Cayenna Ponchione-Bailey, who produced Soroor’s latest track, is director of performance at Oxford University’s St Catherine’s College, and an academic specialising in orchestral music in Afghanistan. She is working with exiled Afghan musicians to write the first book on orchestral music in the country.
She says that while there is an “absolute ban on music”, its enforcement is likely “uneven”. It’s possible that, in less policed areas, people still listen to music and “engage in their traditional music practices” at home, but professional music-making has certainly been brought to a standstill, which will have long-term impacts on the country’s musical heritage.
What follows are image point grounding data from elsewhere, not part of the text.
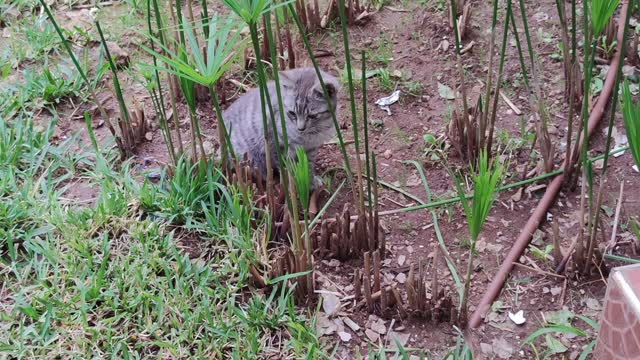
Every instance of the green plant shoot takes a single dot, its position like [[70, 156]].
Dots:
[[631, 118]]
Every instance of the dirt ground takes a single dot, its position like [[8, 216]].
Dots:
[[419, 42]]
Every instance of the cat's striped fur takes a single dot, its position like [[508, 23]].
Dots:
[[307, 116]]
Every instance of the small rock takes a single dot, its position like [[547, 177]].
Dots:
[[344, 336], [324, 326], [351, 324], [401, 278], [517, 318], [403, 339], [120, 57], [502, 348]]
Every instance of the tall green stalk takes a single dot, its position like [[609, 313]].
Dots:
[[614, 102], [124, 113], [170, 78], [253, 29], [103, 113], [508, 16], [488, 82], [366, 127], [525, 25], [465, 107], [352, 102], [159, 97], [283, 125]]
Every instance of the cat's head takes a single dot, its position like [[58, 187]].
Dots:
[[304, 102]]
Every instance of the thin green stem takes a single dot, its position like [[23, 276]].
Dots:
[[465, 107], [162, 115], [514, 28], [500, 69], [596, 216], [352, 102], [283, 126], [525, 24], [170, 78], [366, 128], [307, 45], [124, 113], [103, 113]]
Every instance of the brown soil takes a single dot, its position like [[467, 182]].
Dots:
[[415, 37]]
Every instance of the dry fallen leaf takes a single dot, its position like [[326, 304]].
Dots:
[[402, 338], [330, 304], [517, 318], [344, 336], [379, 327], [351, 324]]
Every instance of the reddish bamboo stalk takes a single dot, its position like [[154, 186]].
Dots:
[[552, 190]]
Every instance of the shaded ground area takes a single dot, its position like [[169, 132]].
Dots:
[[412, 43]]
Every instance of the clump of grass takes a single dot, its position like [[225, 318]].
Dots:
[[485, 182], [121, 268]]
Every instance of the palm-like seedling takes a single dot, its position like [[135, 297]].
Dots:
[[191, 66]]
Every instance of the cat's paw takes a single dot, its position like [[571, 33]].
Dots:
[[316, 183]]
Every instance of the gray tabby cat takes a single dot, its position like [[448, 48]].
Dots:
[[307, 116]]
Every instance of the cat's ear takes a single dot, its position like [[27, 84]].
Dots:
[[331, 90], [286, 81]]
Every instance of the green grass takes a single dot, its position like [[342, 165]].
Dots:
[[109, 281]]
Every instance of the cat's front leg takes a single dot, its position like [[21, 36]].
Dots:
[[316, 181]]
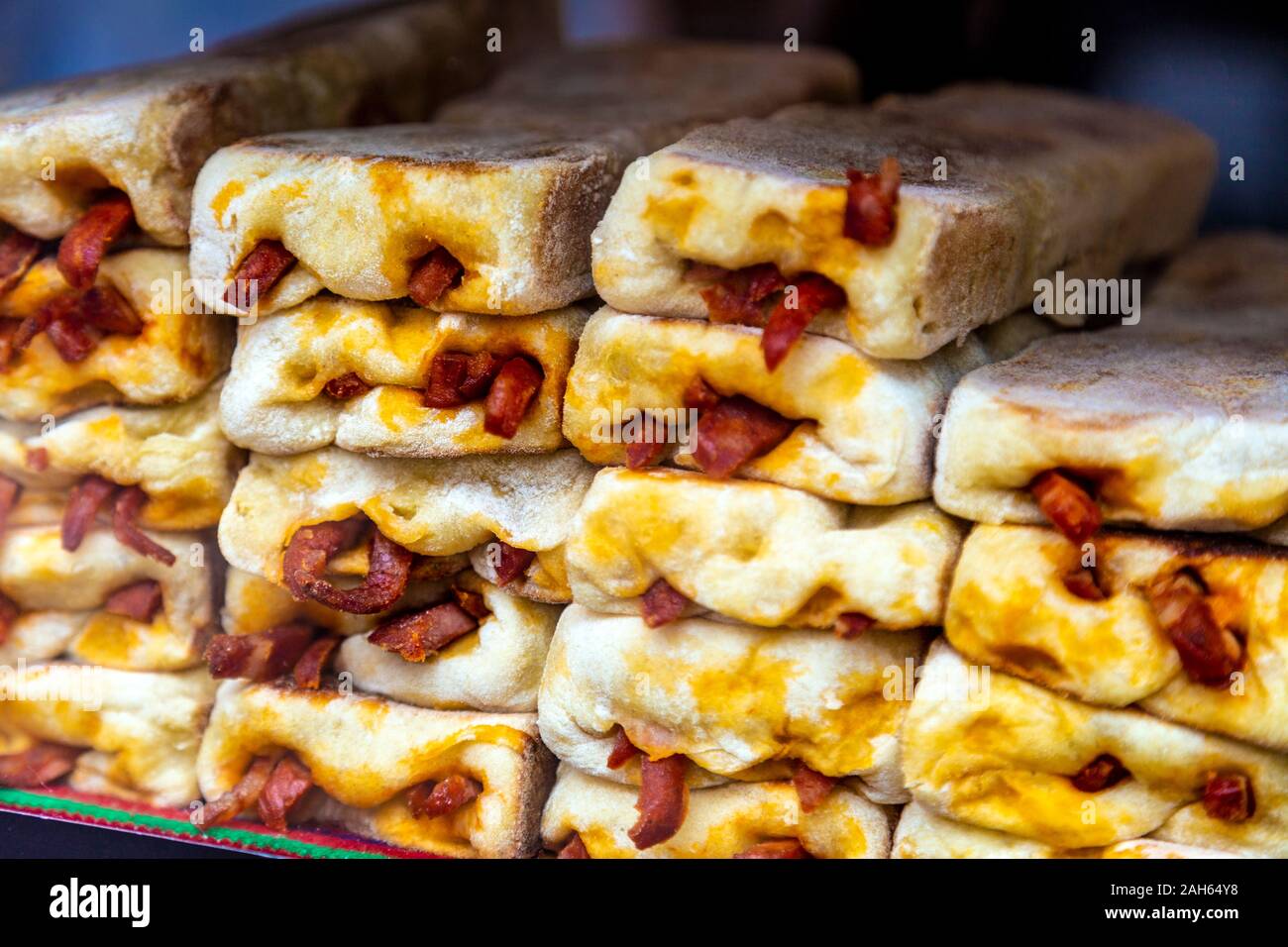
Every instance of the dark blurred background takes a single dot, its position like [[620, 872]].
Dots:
[[1223, 65]]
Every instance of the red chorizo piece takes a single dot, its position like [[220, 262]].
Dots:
[[459, 377], [18, 252], [312, 548], [416, 635], [574, 848], [257, 275], [510, 562], [661, 603], [73, 339], [1070, 509], [870, 202], [1209, 652], [313, 663], [811, 787], [778, 848], [511, 392], [1229, 797], [88, 241], [261, 656], [141, 600], [38, 766], [237, 799], [348, 385], [739, 295], [433, 277], [82, 504], [1102, 774], [787, 324], [664, 801], [735, 431], [129, 501], [851, 625], [472, 602], [434, 799], [286, 787]]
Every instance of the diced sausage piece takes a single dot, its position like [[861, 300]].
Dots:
[[1209, 652], [472, 602], [261, 656], [82, 504], [348, 385], [851, 625], [141, 600], [510, 562], [416, 635], [237, 799], [794, 313], [1229, 797], [1102, 774], [664, 801], [104, 308], [574, 848], [459, 377], [310, 667], [286, 787], [734, 432], [312, 548], [1070, 509], [86, 243], [434, 799], [778, 848], [17, 253], [69, 335], [870, 202], [622, 751], [38, 766], [259, 272], [433, 277], [739, 294], [811, 787], [661, 603], [128, 504], [511, 392]]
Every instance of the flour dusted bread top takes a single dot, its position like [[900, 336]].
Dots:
[[429, 506], [1000, 753], [758, 553], [509, 182], [1185, 425], [739, 702], [141, 729], [172, 357], [1010, 608], [1035, 180], [721, 821], [147, 131], [365, 754]]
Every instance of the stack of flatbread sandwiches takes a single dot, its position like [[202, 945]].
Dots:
[[638, 450], [114, 468], [397, 541]]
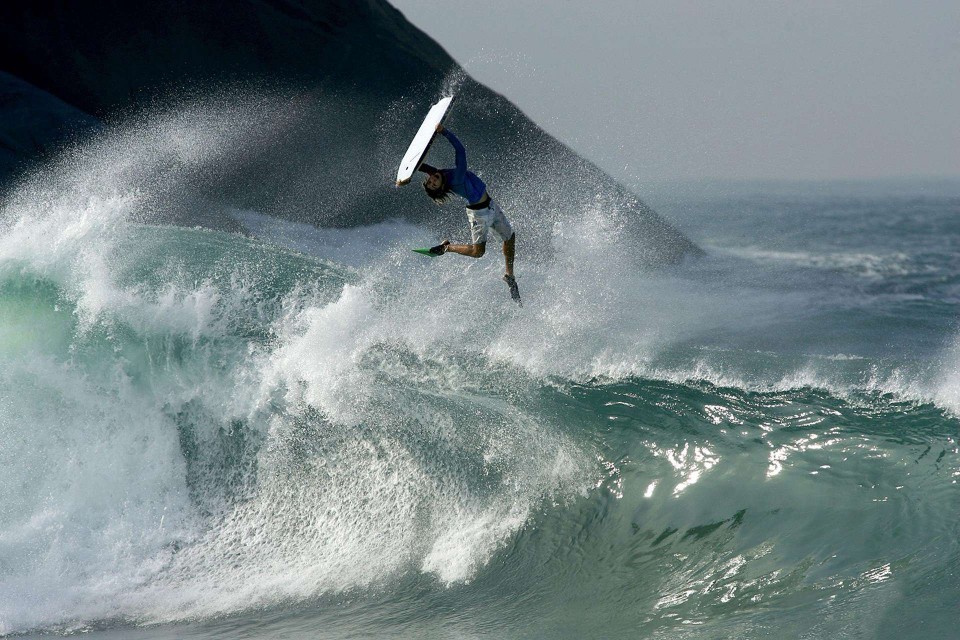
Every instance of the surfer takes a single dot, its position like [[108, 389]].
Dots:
[[482, 212]]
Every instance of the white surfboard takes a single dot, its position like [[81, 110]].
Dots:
[[421, 142]]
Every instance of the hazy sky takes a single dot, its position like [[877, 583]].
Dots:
[[682, 90]]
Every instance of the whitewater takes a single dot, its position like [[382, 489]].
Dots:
[[308, 431]]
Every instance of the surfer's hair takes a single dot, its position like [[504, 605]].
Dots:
[[439, 195]]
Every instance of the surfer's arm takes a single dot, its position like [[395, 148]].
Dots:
[[460, 173]]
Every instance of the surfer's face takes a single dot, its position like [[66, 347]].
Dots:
[[435, 181]]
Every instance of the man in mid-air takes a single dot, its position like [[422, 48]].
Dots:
[[482, 212]]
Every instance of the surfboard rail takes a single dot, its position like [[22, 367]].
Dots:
[[420, 145]]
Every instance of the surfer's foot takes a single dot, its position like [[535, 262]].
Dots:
[[440, 249], [514, 290]]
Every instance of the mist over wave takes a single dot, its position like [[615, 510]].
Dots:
[[199, 424]]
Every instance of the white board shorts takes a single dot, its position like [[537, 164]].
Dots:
[[481, 221]]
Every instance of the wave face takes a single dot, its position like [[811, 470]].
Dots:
[[315, 432]]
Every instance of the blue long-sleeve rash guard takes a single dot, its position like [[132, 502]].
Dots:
[[464, 183]]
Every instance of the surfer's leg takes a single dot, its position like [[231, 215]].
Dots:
[[508, 253], [501, 226], [469, 250]]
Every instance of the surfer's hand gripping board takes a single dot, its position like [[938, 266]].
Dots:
[[421, 142]]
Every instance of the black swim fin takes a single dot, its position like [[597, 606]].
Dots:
[[514, 290]]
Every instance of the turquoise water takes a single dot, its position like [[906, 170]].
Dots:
[[317, 433]]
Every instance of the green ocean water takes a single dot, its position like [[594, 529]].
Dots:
[[311, 432]]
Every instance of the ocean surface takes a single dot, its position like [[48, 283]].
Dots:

“You can’t work – there are no weddings, no parties,” she told Index. “So you have people’s musical knowledge and skill-sets that are probably atrophying. Then they’re becoming impoverished because they don’t have alternative work opportunities.” This has lowered the “social status” of musicians, she said, to historically what it would have been when it was intertwined with “vices” such as alcohol and drug use.
She is particularly concerned about traditional musicians, who she says have been overlooked by European asylum schemes. These have typically given preference to schools making orchestral music – or “Western” music – as they have stronger diplomatic ties with international orchestras, and their students are often better educated with stronger English language skills.
Music made using instruments such as the rubab, the tanbur and the dholak could be lost. She is calling for Germany, which has already established asylum schemes, to set up an Institute of Afghanistan Traditional Music, which could become an international hub for the art form and could help to “potentially get more people out of the country to teach”.
Artists who made “modern” music, such as rock and pop, also remain stranded in the country. One singer-songwriter and guitar player spoke to Index anonymously. He taught himself the guitar after practising on his father’s dotar. His income stream from music has completely stopped. While he sees music “as a way for great social and cultural change, rather than for money making”, that too has been curtailed.
Having a public profile as a musician is now “almost equal to signing my death certificate”, he said. He has endured threats and physical attacks, and the situation has severely impacted his mental health. “I spend every day with worry and every night with fear, and sometimes I jump from sleep,” he said. “The mental problems that have been created for me are sometimes unbearable. I am always worried about being arrested, killed or tortured.”
Prior to 2021, he would perform for events like International Women’s Day. He hopes that one day girls and women can “study freely and play music, and not be deprived of their basic rights”.
“The absence of music and art has caused freedom of expression to disappear, creativity in culture and art to decline, and national and cultural identity to be weakened,” he said.
Those who have fled Afghanistan have been torn away from their home country, but are still beating the drum for progress and equality. Sarmast, of the Afghanistan National Institute of Music, says that the international music community must work together to raise awareness of the cultural destruction and “gender apartheid” that is happening, and put pressure on the Taliban to restore human rights, of which he believes access to music is one.
As Afghan musicians live in the shadows, those in exile continue to raise awareness of their plight. But there is a real risk that the rich musical heritage of the country will be forever silenced if the world doesn’t continue to campaign for its right to exist.